In a previous post, I created a simple deployment pipeline using Github Actions. A major drawback was having to trigger deployments from outside the Kubernetes cluster which risks exposing credentials. Additionally, a push-based approach means that a transient error when invoking the deployment operation would fail the pipeline and require manual intervention.
Kubernetes-native CI/CD tools promise to solve these problems. The idea is to run operators in Kubernetes that will run the pipeline within the cluster based on changes in your code repo.
My plan was to start with the CD portion first, keeping the CI portion in Github Actions. After some cursory research, ArgoCD seemed to be the clear winner here, so I chose it.
Installation was straightforward. However, to expose it using an ingress rule, I had to pass “–enable-ssl-passthrough” to my ingress-nginx controller. On DigitalOcean Kubernetes, this option is not set by default, so I needed to patch the controller deployment:
To make it easier to access from my local machine, I added a
/etc/hosts entry with a fake hostname (argocd.empapi.io) pointing to the public IP of the ingress load balancer. Then, I created an ingress rule (note the annotations for ssl passthrough):
We’ll keep our manifests in a separate git repo and structure it in the following way:
manifests ├── base │ ├── emp-api-deployment.yaml │ ├── emp-api-ingress.yaml │ ├── emp-api-svc.yaml │ └── kustomization.yaml ├── production │ ├── increase_replicas.yaml │ ├── ingress_hostname_patch.yaml │ └── kustomization.yaml └── staging ├── ingress_hostname_patch.yaml └── kustomization.yaml
This is the recommended layout for gitops with kustomize - base configs with overlays for different environments. You can view the manifests for the sample app on GitHub
What ArgoCD does is conceptually very simple - it takes a repo with a set of manifests and makes sure they are synced with the cluster. You can set it to continually watch a repo for changes, or manually trigger the sync process. It supports many kinds of manifests, including kustomize which is perfect for us.

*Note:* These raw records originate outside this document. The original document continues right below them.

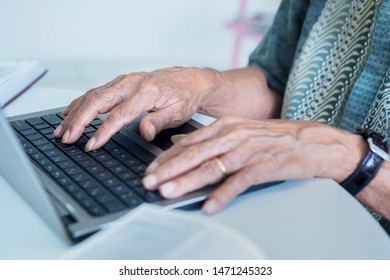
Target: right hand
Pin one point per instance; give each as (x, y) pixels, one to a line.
(170, 95)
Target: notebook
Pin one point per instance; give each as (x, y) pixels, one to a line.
(79, 193)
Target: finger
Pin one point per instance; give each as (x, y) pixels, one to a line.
(98, 101)
(176, 149)
(60, 130)
(120, 116)
(231, 188)
(154, 122)
(207, 173)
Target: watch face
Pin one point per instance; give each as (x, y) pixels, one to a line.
(378, 150)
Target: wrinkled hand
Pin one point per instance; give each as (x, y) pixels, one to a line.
(251, 152)
(171, 96)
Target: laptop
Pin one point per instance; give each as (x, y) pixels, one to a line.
(78, 193)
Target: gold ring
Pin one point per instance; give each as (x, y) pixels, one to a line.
(221, 166)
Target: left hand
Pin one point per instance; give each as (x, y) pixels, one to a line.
(251, 152)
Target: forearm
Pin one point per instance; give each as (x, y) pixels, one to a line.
(338, 154)
(242, 92)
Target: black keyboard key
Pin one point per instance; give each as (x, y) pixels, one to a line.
(41, 126)
(65, 181)
(95, 191)
(131, 161)
(89, 134)
(40, 141)
(57, 174)
(79, 157)
(81, 176)
(65, 164)
(118, 169)
(94, 153)
(92, 207)
(20, 125)
(86, 184)
(94, 168)
(127, 175)
(43, 161)
(82, 141)
(73, 151)
(71, 188)
(97, 123)
(33, 136)
(73, 170)
(148, 195)
(52, 153)
(89, 129)
(110, 144)
(52, 119)
(87, 162)
(111, 182)
(79, 195)
(60, 158)
(31, 150)
(37, 156)
(103, 175)
(110, 163)
(134, 183)
(35, 121)
(50, 168)
(120, 189)
(123, 156)
(46, 147)
(27, 132)
(47, 131)
(115, 150)
(50, 136)
(114, 207)
(140, 168)
(134, 148)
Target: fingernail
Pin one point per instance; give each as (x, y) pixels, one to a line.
(57, 131)
(152, 131)
(152, 167)
(149, 181)
(167, 189)
(65, 138)
(89, 145)
(210, 207)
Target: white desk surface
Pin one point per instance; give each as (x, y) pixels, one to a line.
(309, 219)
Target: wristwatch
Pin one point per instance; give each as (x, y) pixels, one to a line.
(369, 167)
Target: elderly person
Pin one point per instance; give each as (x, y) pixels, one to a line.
(321, 73)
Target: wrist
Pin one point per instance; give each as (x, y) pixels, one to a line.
(337, 153)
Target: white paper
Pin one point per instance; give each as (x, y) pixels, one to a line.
(151, 233)
(16, 77)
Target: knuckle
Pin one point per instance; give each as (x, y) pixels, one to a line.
(209, 168)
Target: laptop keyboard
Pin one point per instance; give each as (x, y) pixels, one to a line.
(103, 181)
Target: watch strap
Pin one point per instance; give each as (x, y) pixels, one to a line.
(370, 165)
(364, 173)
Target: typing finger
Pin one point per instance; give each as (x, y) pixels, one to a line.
(120, 116)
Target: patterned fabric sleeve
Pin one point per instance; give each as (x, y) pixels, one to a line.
(276, 52)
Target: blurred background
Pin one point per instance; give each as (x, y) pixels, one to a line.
(86, 43)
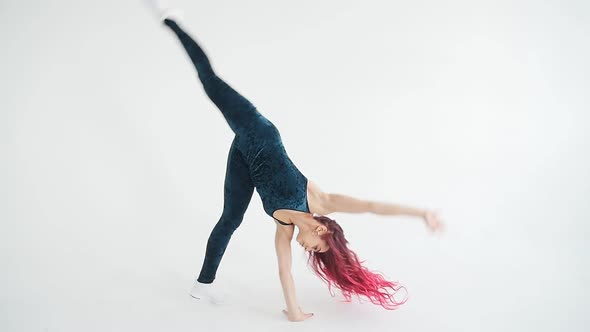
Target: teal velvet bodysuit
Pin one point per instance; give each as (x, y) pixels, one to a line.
(257, 159)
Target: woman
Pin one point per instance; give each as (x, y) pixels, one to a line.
(258, 160)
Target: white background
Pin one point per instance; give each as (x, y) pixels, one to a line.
(113, 160)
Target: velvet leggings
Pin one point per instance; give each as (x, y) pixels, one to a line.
(238, 185)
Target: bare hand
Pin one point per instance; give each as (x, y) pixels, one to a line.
(433, 221)
(297, 316)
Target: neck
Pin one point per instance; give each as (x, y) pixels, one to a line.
(304, 221)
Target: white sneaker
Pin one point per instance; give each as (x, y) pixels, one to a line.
(207, 292)
(161, 10)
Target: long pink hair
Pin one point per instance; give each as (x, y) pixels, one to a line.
(340, 267)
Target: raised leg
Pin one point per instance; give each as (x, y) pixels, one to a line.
(237, 110)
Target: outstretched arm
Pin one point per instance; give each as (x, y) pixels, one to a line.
(283, 237)
(343, 203)
(332, 202)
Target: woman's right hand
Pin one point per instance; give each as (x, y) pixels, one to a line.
(298, 316)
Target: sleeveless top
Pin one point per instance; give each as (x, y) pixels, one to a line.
(277, 180)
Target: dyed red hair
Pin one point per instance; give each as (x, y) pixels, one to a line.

The basic resource type is an “Application”. Let’s create an ArgoCD app for the staging environment:
The command is fairly self-explanatory. Note that the destination server is the local kubernetes API server. ArgoCD can deploy to different clusters which is probably what you want in an actual production setup – separate clusters for dev/staging/prod and ArgoCD running in an “admin” cluster capable of deploying to each.
When you first create the app, the resources in the manifest are in state “OutOfSync”:
Let’s sync it:
Then, wait for it to complete:
You can verify that the deploy was successful by checking the deployment status as well.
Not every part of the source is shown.